The data used is a variation on the Australian weather dataset from Kaggle. You can download it from here. The goal of this dataset is to predict whether or not it will rain tomorrow training a binary classifier on target RainTomorrow
.
Load the data¶
# Import packages
import pandas as pd
from atom import ATOMClassifier
# Load data
X = pd.read_csv("docs_source/examples/datasets/weatherAUS.csv")
# Let's have a look
X.head()
Run the pipeline¶
# Initialize atom specifying a fraction of the dataset for holdout
atom = ATOMClassifier(X, n_rows=0.5, holdout_size=0.2, verbose=2)
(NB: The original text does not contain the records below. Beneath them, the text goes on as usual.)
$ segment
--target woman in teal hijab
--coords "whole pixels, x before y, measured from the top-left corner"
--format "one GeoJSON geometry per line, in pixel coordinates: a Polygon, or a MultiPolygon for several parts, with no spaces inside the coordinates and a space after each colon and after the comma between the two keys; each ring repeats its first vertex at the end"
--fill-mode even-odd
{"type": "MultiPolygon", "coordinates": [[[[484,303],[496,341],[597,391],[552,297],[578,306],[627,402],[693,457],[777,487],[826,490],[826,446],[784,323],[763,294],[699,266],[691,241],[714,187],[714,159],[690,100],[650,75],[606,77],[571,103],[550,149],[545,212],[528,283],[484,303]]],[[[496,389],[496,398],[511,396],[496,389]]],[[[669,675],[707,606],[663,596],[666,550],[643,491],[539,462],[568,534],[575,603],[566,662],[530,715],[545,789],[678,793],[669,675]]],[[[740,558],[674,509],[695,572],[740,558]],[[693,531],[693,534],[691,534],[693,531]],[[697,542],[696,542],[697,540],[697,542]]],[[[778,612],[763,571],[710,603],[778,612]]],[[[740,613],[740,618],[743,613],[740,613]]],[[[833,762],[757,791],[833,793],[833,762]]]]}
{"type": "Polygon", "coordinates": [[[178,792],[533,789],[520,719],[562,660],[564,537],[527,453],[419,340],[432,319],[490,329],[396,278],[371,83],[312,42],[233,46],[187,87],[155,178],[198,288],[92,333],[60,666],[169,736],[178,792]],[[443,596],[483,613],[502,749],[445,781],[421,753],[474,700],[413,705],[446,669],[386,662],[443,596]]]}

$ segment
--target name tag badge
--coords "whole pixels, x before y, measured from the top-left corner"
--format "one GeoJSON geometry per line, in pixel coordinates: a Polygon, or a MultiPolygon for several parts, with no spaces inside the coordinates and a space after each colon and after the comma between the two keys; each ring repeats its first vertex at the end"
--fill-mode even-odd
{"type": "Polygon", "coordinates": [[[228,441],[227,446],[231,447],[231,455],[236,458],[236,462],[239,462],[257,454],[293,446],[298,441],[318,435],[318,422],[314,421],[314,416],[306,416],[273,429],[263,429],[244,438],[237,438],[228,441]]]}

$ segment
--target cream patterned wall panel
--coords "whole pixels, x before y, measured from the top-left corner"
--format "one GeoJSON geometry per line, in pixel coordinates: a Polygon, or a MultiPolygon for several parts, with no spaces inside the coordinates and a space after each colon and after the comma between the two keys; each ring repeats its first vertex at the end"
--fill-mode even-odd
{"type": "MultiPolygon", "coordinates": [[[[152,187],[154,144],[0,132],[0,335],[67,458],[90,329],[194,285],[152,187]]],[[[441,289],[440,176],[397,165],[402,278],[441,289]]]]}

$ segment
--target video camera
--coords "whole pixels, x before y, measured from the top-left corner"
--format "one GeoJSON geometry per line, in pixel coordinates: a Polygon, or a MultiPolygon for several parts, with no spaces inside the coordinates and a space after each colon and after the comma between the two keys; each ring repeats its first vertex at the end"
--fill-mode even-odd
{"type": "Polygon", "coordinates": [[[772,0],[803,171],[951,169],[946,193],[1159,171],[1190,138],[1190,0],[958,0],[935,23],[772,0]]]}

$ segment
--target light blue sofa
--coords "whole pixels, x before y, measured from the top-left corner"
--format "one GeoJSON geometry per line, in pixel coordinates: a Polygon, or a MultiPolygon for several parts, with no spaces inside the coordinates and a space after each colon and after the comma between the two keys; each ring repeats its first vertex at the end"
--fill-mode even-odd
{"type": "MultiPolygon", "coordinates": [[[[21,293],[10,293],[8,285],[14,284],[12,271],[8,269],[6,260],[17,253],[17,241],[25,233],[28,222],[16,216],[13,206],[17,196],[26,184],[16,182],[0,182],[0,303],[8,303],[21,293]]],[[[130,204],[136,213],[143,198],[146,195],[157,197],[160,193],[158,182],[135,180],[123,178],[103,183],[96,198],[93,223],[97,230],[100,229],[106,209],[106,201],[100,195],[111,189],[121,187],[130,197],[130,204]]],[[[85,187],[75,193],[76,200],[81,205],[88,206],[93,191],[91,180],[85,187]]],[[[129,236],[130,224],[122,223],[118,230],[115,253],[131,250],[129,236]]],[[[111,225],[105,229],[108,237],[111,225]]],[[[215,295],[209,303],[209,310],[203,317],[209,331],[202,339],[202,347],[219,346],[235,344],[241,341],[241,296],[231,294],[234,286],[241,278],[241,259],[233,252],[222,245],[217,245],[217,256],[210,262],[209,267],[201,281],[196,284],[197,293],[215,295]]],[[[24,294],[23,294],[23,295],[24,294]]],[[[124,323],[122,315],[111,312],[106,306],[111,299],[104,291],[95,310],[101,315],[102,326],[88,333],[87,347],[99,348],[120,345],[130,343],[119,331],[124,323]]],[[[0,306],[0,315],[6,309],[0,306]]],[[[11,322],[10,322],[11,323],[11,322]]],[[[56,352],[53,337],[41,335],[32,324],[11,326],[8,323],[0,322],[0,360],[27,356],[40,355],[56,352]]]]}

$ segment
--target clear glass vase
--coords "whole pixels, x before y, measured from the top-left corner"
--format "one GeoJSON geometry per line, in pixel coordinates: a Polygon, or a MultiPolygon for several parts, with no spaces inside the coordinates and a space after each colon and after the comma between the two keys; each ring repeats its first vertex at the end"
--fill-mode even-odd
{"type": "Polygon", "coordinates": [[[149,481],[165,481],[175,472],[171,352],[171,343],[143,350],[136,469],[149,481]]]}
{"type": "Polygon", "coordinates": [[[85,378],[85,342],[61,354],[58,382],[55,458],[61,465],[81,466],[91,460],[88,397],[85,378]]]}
# The test and holdout fractions are split after subsampling the dataset
# Also note that the holdout data set is not a part of atom's dataset
print("Length loaded data:", len(X))
print("Length dataset + holdout:", len(atom.dataset) + len(atom.holdout))
atom.impute()
atom.encode()
# Unlike train and test, the holdout data set is not transformed until used for predictions
atom.holdout
atom.run(models=["GNB", "LR", "RF"])
atom.plot_prc()
# Based on the results on the test set, we select the best model for further tuning
atom.run("lr_tuned", n_trials=10)
Analyze the results¶
We already used the test set to choose the best model for futher tuning, so this set is no longer truly independent. Although it may not be directly visible in the results, using the test set now to evaluate the tuned LR model would be a mistake, since it carries a bias. For this reason, we have set apart an extra, indepedent set to validate the final model: the holdout set. If we are not going to use the test set for validation, we might as well use it to train the model and so optimize the use of the available data. Use the full_train method for this.
# Re-train the model on the full dataset (train + test)
atom.lr_tuned.full_train()
# Evaluate on the holdout set
atom.lr_tuned.evaluate(rows="holdout")
atom.lr_tuned.plot_prc(rows="holdout", legend="upper right")